トレセの編み込みは型押しではありません。この重厚な表情が生まれているのは、ゴールドの糸を実際に編み込んで作っているからこそ。ゴールドを編み込むには当然卓越した技術力を必要としますが、トレセを製作したのは20世紀のフランスを代表するジュエリー職人だったジョルジュ・ランファン(Georges Lenfant)の工房なんです。ジョルジュ・ランファンはチェーン細工の専門家で、凄腕ジュエラー。「カルティエ(Cartier)」や「ヴァン クリーフ&アーペル(Van Cleef & Arpels)」などのジュエリーを数多く手掛けました。ジョルジュは工房を1900年に創設し、1945年に亡くなるまでその責任者として活躍しましたが、1915年からは当時弱冠11歳だったジョルジュの息子のジャック・ランファン(Jacques Lenfant)が工房に加わって職人として活躍。父の死後、ジャックは弟らと工房を率いてエルメスをはじめとする数々のメゾンのジュエリーを手掛け、高い名声を得たんです。

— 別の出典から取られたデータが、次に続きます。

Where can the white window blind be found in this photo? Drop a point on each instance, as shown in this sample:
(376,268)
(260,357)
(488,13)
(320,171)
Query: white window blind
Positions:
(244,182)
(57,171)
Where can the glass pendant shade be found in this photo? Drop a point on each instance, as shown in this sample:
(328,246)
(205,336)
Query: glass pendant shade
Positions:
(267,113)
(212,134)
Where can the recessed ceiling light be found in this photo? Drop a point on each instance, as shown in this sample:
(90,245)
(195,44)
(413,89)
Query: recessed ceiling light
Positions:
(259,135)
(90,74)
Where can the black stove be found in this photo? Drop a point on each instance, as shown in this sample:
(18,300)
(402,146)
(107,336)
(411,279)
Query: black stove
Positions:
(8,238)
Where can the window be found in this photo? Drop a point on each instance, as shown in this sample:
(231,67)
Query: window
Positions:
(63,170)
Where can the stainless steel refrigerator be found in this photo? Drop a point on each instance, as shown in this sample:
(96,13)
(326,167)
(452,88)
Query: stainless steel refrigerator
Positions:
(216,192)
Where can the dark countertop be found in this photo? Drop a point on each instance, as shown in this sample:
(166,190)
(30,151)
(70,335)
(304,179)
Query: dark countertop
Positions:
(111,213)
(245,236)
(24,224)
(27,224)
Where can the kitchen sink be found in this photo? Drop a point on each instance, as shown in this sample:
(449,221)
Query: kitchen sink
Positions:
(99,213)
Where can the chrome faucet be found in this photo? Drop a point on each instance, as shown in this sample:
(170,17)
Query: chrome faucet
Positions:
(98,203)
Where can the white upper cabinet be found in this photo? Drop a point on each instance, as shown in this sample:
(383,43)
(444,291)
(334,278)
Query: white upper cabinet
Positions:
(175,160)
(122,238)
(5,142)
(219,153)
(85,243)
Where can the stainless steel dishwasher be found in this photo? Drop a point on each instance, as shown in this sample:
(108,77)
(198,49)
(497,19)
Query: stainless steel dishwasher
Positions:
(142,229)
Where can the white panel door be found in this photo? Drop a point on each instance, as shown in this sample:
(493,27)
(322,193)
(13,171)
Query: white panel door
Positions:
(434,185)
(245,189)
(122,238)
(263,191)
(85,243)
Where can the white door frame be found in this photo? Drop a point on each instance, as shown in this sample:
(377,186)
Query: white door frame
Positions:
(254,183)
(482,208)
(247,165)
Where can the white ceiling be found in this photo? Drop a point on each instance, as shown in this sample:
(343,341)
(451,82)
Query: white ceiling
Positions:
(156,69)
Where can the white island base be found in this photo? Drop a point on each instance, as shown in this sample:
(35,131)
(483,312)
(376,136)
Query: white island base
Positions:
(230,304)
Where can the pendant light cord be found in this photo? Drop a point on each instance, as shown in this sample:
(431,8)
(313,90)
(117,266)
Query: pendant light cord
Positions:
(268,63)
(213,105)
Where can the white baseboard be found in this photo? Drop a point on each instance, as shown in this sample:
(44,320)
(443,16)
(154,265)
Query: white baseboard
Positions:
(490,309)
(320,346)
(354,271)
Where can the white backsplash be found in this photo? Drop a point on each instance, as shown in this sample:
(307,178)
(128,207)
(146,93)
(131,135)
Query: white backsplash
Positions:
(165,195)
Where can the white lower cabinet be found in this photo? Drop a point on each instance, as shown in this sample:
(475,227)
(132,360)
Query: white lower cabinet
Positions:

たいていのエルメスのゴールドジュエリーは顧客からのオーダー品なのですが、トレセは市場に流通している数がオーダー品にしては多いので、上顧客向けに用意されていた「上級ライン」のような位置付けだったと考えられます。トレセ自体が希少なアイテムですが、僕のお店では過去に一度だけローズゴールドのトレセを扱ったことがあります。おそらく、トレセのデザインを気に入ったエルメスの上顧客が、「同じ形でローズゴールドのモデルを作れないか」と、特別にオーダーしたものだったのでしょう。